Mainstream Publishing 1 85158 936 8 223pp £14.99
There are any number of guides to various kinds of cycling in locations various. Henniker’s stand out for a number of reasons. His knowledge is that of a life-long enthusiast who runs Bike Bus – a service providing transport for cyclists. He packs all of Scotland into a single volume. And, his routes are straightforward to follow.
Given the size of Scotland, covering it all in only 200 or so pages is no mean feat, but he manages it. There are routes described from Dunnet Head to Maidenkirk – or very nearly. There are also immensely varied – including both modest circular routes and some of the more ambitious journeys that are possible in Scotland.
Henniker’s kind of rides are the tracks and trails that were once the preserve of the Rough Suff Fellowship.
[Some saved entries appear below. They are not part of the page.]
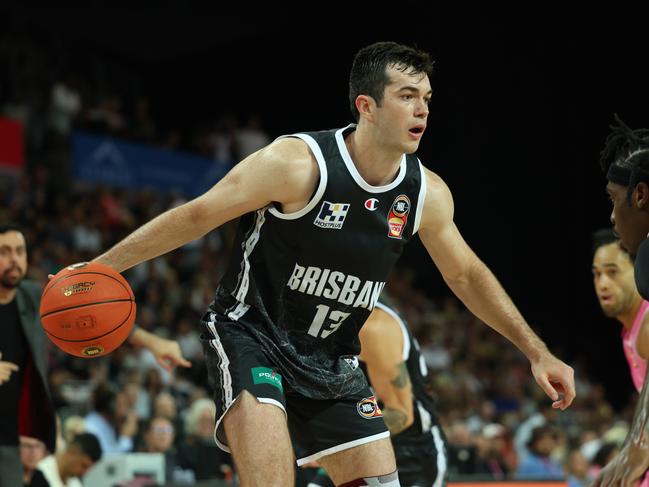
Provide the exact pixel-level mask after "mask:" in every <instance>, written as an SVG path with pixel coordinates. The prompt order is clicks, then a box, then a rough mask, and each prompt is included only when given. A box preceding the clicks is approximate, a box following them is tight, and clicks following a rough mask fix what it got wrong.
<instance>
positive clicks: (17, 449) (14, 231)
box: [0, 223, 190, 487]
mask: <svg viewBox="0 0 649 487" xmlns="http://www.w3.org/2000/svg"><path fill="white" fill-rule="evenodd" d="M26 272H27V245H26V243H25V237H24V235H23V234H22V232H21V230H20V228H19V227H18V226H16V225H13V224H7V223H0V337H1V338H0V487H14V486H15V487H20V486H22V485H23V481H22V465H21V461H20V453H19V448H18V443H19V441H18V438H19V434H21V435H25V436H29V437H32V438H37V439H38V440H40V441H42V442H43V443H45V446H46V447H47V449H48V450H49V451H50V452H51V453H54V450H55V439H56V419H55V411H54V406H53V404H52V400H51V398H50V394H49V389H48V386H47V364H46V361H45V358H46V353H45V351H46V350H45V344H46V343H47V340H46V338H45V333H44V331H43V327H42V326H41V323H40V316H39V307H40V299H41V293H42V289H41V286H39V285H38V284H37V283H35V282H33V281H29V280H27V279H24V277H25V274H26ZM129 342H130V343H131V344H133V345H136V346H144V347H146V348H149V349H150V350H151V352H152V353H153V354H154V355H155V357H156V359H157V360H158V361H159V362H160V363H161V364H162V365H163V366H165V367H167V368H168V369H169V368H171V367H172V366H173V365H182V366H189V365H190V364H189V362H187V361H186V360H185V359H184V358H182V355H181V353H180V347H179V346H178V343H177V342H174V341H171V340H166V339H163V338H161V337H157V336H155V335H153V334H151V333H149V332H147V331H145V330H142V329H141V328H137V329H135V330H134V332H133V333H132V335H131V337H130V338H129Z"/></svg>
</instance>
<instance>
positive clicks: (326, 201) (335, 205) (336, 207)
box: [313, 201, 350, 230]
mask: <svg viewBox="0 0 649 487" xmlns="http://www.w3.org/2000/svg"><path fill="white" fill-rule="evenodd" d="M349 206H350V204H349V203H331V202H329V201H323V202H322V206H321V207H320V211H319V212H318V216H317V217H316V219H315V221H314V222H313V224H314V225H315V226H317V227H320V228H331V229H334V230H340V229H341V228H342V227H343V223H345V217H346V216H347V212H348V211H349Z"/></svg>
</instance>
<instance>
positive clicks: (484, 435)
mask: <svg viewBox="0 0 649 487" xmlns="http://www.w3.org/2000/svg"><path fill="white" fill-rule="evenodd" d="M506 436H507V429H506V428H505V427H504V426H503V425H502V424H499V423H490V424H487V425H485V426H484V428H482V431H481V434H480V437H479V438H478V441H477V446H478V455H479V456H480V459H481V463H482V464H483V466H484V469H485V470H486V471H487V472H489V475H491V477H492V478H493V479H494V480H504V479H505V478H507V477H508V476H509V473H510V471H511V468H510V465H509V463H508V462H507V459H506V458H505V452H506V448H507V443H506V440H507V438H506Z"/></svg>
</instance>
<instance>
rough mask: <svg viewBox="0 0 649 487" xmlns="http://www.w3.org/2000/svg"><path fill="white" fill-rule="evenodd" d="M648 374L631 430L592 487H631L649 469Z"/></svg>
mask: <svg viewBox="0 0 649 487" xmlns="http://www.w3.org/2000/svg"><path fill="white" fill-rule="evenodd" d="M648 419H649V374H647V375H646V376H645V381H644V384H643V386H642V391H641V392H640V400H639V401H638V405H637V406H636V408H635V414H634V416H633V422H632V423H631V429H630V430H629V433H628V434H627V436H626V439H625V440H624V444H623V445H622V448H621V449H620V452H619V453H618V454H617V455H616V456H615V458H614V459H613V460H611V461H610V462H609V464H608V465H606V467H604V468H603V469H602V471H601V472H600V473H599V475H598V477H597V478H596V479H595V481H594V482H593V484H592V485H593V487H611V486H619V487H634V486H636V485H637V483H638V481H639V480H640V479H641V478H642V476H643V474H644V473H645V472H646V471H647V469H649V421H648Z"/></svg>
Glentress does get a mention, but his main interest is not really the high octane thrills and spills of downhilling.
Each chapter is accompanied by rudimentary maps, and is described. In all probability, you would need a set of OS maps to actually take to the hills and follow most of these routes. Indeed, one wonders how long it will be before volumes such as Henniker’s are offered with CDs containing sat nav files that riders can download to their own handlebar guiding devices.
The author maintains that Scotland is the best country in the world for mountain biking. That remains a matter of contention – but he certainly provides more than enough evidence for someone to make a comprehensive evaluation of the quality of Caledonia’s potential for aficionados of the knobbly tyre.